I think visual programming is _great_. There are simply a few problems:
1) Programmers are text junkies. We like to write and read, not draw and look.
2) We store code in text-files and it's pretty darn difficult to store the meta-data for the visualizations without immensely cluttering the code.
3) We are stuck on an all-or-nothing top-down approach instead of incrementally adding visualizations to our existing code.

Anyhow, that's my $.02 ...

Anonymous said...

Totally agree with you!
Still, there are people who claim they've had huge successes with their WF implementation.

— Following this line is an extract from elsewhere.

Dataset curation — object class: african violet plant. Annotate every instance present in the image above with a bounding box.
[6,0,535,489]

My question is what do they mean by "success"? Most of the WF groupies are MS MVPs who are dying for any new technologies that they can sell to their clients, and their definition of success is "successfully getting a client to pay a hefty bill for a project done using WF". Who cares if the same project could have been done with half the cost? I've personally seen quite a few consultants trying to squeeze WF into every project they come across and they make me sick. WF does have its place in certain scenarios, but for a garden variety 5-month ASP.NET project, it's just not worth it.

Mike Robinson said...

"Visual diagrams" definitely have their place, and here's what it is... (read carefully)...

"A diagram is not sequential in time."

Got that? It's REAL Important!

On your TRS-80, an "IF statement" actually means "IF (AT THIS POINT IN TIME) A > B THEN..."

That's "a fork in the road," not "a rule."

A visual diagram, on the other hand, is "a rule." It is a complex set of constraints, predecessors and successors, expressed in a visual form that "we humans" happen to be genetically programmed to deal with very well.

A suitably-designed (human or computer) algorithm can apply this information to obtain a generalized solution to a particular problem.

The technical term for this is declarative programming. For instance, I can express "a solution for any Soduku problem" in less than 20 lines of gprolog "programming," and this "program" will consist only of a declaration of the problem and the constraints. The gprolog core (written in "C", of course) can then generically be applied to "any such problems," thereby making very short work of Sudoku.

So, whether or not a particular GUI is judged (by you) to be successful at expressing a particular problem, the essential notion of "declaring a solution, rather than an algorithm," is a sound one.